5:2 Diet Thread! Perfect number 10!(1000 Posts)
The continuing thread for those of us following either the 5:2 diet or the alternate-day fasting diet. Both are two versions of Intermittent Fasting, which you can read more about here.
The 5:2 diet was featured on Horizon in August 2012, and essentially requires you to fast for 2 non-consecutive days per week. The other 5 days, you can eat what you like. Alternate-day fasting is just how it sounds; you fast every other day. By "fasting", we mean that we keep our calorie consumption very low, around 500 calories on average, on those days.
Michael Mosley has recently unveiled a new website to accompany his new book on the subject. Please go check them out, as he's the whole reason most of us are here!
I know a number of people lurk on this thread, as this is currently quite popular. Please just jump in and post if you're new- we won't bite. Well, maybe on a fast day. You'll find a lot of support here.
Here is a list of links to get you started with this way of eating. Please let us know if you find a new article or some other information online:
First things first, here are links to some of our previous threads: most recent one before that another one etc!
Another thread which breadandwine has started is a good resource for some of the links and tips that get lost in these big threads. In addition to sharing links, we try to condense some of our top tips for fasting there. Keep in mind, we all do this differently, so these are just tips, not rules. This might be a good place to catch up with us if you're feeling a bit lost!
frenchfancy has a recipe thread over here, please post any low-calorie recipes there so they don't get lost in these bigger threads!
Here is the link to the BBC article regarding Michael Mosley's findings, which was featured on Horizon.
B&W has found a new link to the aforementioned Horizon programme here. If you're keen to see it, watch it soon, because BBC has been quick to find these copies and shut them down online. We're hoping they'll re-play it again soon. I know these threads are popular, maybe they'll read my request.
A blog post here gives some of the scientific explanation for why this way of eating helps you to not only lose weight, but improve your all-around health.
A Telegraph article which comments on the diet and gives a brief overview.
A study discussed here gives commentary specifically addressing the effect of this diet on obese people (both men and women), with regard to both health and weight loss. ("After 8 weeks of treatment, participants had an average 12.5 lbs reduction in body weight and a 4 cm decrease in waist circumference. Total fat mass declined by about 12 lbs while lean body mass remained relatively constant.) it also mentions "Plasma adiponectin, a protein hormone that is elevated in obesity and associated with heart disease, dropped by 30%. As did LDL cholesterol (25%) and triglycerides (32%).")
Important link if you are currently your ideal BMI: this appears to suggest the benefits for women at a lower BMI might not be seeing the same health benefits that are found on men at their ideal BMI.

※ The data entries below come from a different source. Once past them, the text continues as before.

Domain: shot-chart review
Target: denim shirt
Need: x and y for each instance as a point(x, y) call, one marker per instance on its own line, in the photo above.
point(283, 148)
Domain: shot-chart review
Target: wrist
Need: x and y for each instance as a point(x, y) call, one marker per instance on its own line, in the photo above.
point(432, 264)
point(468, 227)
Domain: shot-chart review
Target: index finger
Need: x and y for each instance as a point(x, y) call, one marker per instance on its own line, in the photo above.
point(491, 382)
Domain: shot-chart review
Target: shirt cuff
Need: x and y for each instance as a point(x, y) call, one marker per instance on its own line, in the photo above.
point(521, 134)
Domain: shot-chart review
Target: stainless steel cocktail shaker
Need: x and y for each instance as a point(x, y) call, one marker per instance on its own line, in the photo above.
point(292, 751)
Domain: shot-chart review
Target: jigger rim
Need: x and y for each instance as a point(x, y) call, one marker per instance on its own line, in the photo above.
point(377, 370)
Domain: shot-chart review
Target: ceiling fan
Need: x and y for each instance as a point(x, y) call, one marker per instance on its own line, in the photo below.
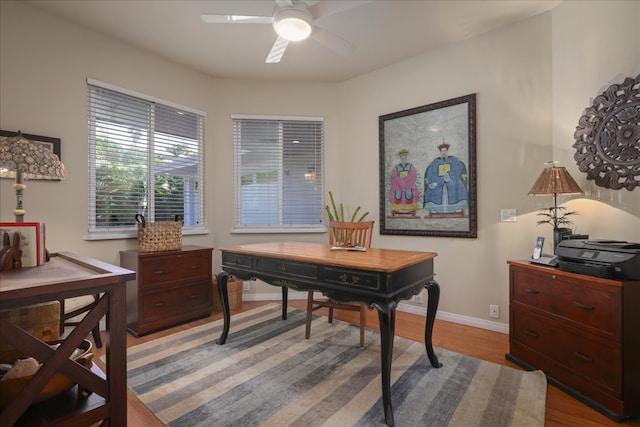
point(295, 20)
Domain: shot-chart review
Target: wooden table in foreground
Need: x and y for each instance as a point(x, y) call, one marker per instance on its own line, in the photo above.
point(377, 277)
point(68, 275)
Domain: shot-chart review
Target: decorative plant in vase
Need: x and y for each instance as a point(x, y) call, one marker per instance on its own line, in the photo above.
point(559, 219)
point(338, 215)
point(343, 237)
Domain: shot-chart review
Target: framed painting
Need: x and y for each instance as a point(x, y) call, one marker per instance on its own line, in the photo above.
point(47, 142)
point(428, 170)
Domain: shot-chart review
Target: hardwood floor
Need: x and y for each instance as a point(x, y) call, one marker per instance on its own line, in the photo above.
point(562, 409)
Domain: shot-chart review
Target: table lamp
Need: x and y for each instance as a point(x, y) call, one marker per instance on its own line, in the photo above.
point(22, 159)
point(552, 181)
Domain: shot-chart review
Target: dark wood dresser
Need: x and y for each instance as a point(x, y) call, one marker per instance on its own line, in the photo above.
point(172, 287)
point(582, 331)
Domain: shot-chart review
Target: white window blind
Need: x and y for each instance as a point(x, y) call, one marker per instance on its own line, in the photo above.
point(145, 157)
point(278, 164)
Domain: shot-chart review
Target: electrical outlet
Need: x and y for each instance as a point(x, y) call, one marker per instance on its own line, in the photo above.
point(417, 298)
point(494, 311)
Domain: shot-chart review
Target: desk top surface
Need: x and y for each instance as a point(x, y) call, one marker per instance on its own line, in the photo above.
point(64, 268)
point(376, 259)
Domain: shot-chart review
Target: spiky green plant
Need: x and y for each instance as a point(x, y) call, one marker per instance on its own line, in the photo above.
point(554, 216)
point(338, 215)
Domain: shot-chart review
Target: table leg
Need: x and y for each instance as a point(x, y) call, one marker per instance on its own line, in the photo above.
point(387, 319)
point(223, 294)
point(117, 356)
point(285, 297)
point(433, 295)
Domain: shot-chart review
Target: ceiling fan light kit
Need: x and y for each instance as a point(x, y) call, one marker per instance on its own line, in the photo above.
point(294, 21)
point(294, 24)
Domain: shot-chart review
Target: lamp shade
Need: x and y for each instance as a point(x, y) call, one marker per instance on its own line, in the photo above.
point(19, 155)
point(555, 180)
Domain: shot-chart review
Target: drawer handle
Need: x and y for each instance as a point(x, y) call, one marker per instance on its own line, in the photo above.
point(583, 306)
point(583, 357)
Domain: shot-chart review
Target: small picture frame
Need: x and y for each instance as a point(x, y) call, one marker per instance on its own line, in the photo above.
point(31, 240)
point(428, 170)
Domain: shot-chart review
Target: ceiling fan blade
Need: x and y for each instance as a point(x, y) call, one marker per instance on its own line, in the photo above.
point(326, 8)
point(236, 19)
point(277, 51)
point(333, 42)
point(283, 3)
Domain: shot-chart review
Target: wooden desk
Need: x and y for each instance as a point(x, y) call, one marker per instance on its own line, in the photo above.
point(377, 277)
point(66, 276)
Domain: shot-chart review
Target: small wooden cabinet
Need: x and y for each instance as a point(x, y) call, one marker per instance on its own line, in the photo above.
point(582, 331)
point(172, 287)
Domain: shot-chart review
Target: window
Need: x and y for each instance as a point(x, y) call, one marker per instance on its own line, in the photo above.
point(145, 157)
point(278, 173)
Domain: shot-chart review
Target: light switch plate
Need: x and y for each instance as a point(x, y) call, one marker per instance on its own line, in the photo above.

And for those already fasting, here is a link to 100 snacks under 100 calories. We tend to favour lots of hot drinks during the day (count your milk if you use it!)
Another food link, here is a link to the BBC Good Food site, with a list of low-calorie soups.
We mentioned BMR and TDEE often. Total Daily Energy Expenditure (TDEE) quantifies the number of calories you burn in a day. This measure is best estimated by scaling your Basal Metabolic Rate to your level of activity. TDEE is critical in tailoring your nutrition plan to desired fitness goals. Here is a link to a calculator to help you figure out how many calories you should be eating in a day. (This is a new calculator to previous threads, this one seems to give me approximately the same results the last one did, but without the virus warnings on my browser!)
A BIG THANK YOU to all who have been contributing, btw. Most of us are learning this way of eating as we go along. All of the links above have been posted by others in our previous threads, and they've been very helpful. Sorry if I haven't given credit where it's due, but it was just enough of a job getting all the links re-copied and back into one post.
Come join us, and tell us about your experiences with this diet!
Activity of fast days is absolutely fine.
Fasting on work days - you'd need to plan it around your actual teaching hours and possibly allow 100 of your calories for four large mugs of miso soup or tea with milk during the day and then have planned a humungous veggie stew or soup for when you finish work.
Try not to fast on the days you have evening stuff.
The nice thing about 2 days out of the week (leaving the weekend clear) is that you can flex your days.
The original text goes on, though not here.